Otentikasi dua faktor adalah metode log-in akun digital dengan 2 faktor yang berbeda. Otentikasi dua faktor bekerja dengan meminta sebuah kode 6 digit setelah pengguna memasukan kata sandi. Kode dikirim dari layanan digital terkait kepada pengguna melalui pesan singkat, aplikasi, atau kunci fisik. Kode ini disebut OTP atau one-time passcode. Pengguna dapat masuk ke akun digital setelah OTP yang dimasukan sama dengan yang dihasilkan layanan digital. OTP yang sudah dimasukan tidak bisa digunakan kembali, sesuai dengan namanya. OTP mempunyai masa valid tertentu dan berbeda tergantung layanan. OTP bisa “berumur” selama 30 detik sampai 1 menit sebelum layanan digital menghasilkan OTP baru.
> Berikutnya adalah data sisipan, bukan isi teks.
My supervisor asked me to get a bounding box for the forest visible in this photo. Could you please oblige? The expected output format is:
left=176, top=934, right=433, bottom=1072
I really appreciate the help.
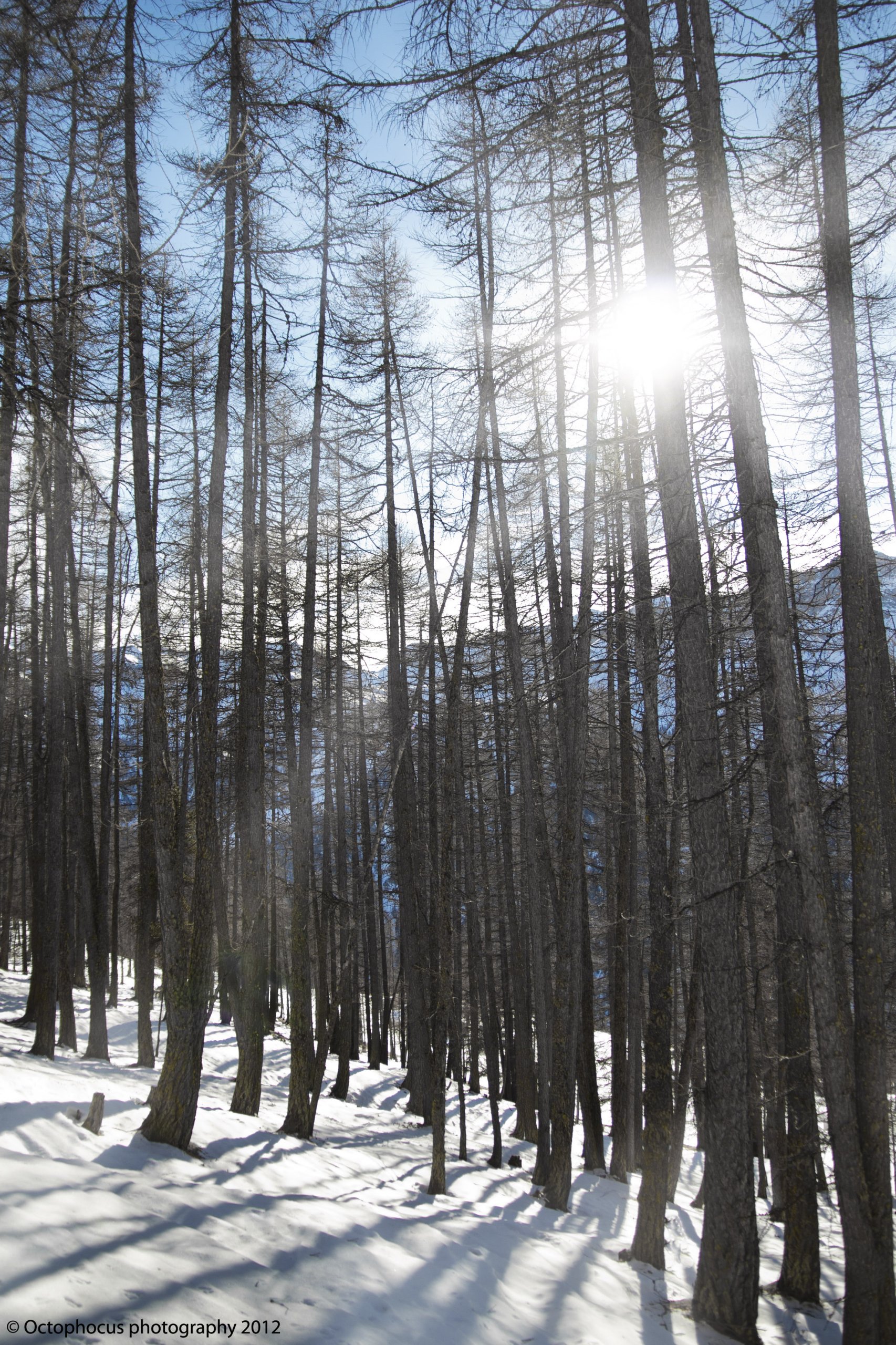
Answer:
left=0, top=0, right=896, bottom=1345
Pesan singkat merupakan otentikasi dua faktor yang paling mudah digunakan sebab pengguna hanya memerlukan nomor telepon yang aktif untuk menerima OTP. Kelemahan dari otentikasi pesan singkat yaitu terdapat kemungkinan pesan singkat yang dikirimkan dibajak oleh orang lain yang memiliki akses pada nomor telepon yang dipakai. Metode kedua yang lebih aman menggunakan aplikasi otentikator pada smartphone. Aplikasi otentikator menghasilkan OTP dalam interval tertentu menurut algoritma yang sudah diatur sebelumnya melalui kode QR atau kode algoritma yang diberikan oleh layanan digital. Kelemahan dari aplikasi otentikator ialah akses terhadap smartphone. Jika pengguna kehilangan smartphone, pengguna kehilangan akses akun digital. Otentikasi dua faktor teraman yaitu menggunakan kunci fisik. Ketika layanan digital meminta OTP, pengguna tinggal menghubungkan kunci fisik berupa USB key pada perangkat yang digunakan. Nantinya OTP akan dihasilkan oleh kunci fisik dan langsung diterima oleh layanan digital tanpa input pengguna. Sama seperti aplikasi otentikator, kelemahan metode ini terletak pada akses kunci fisik.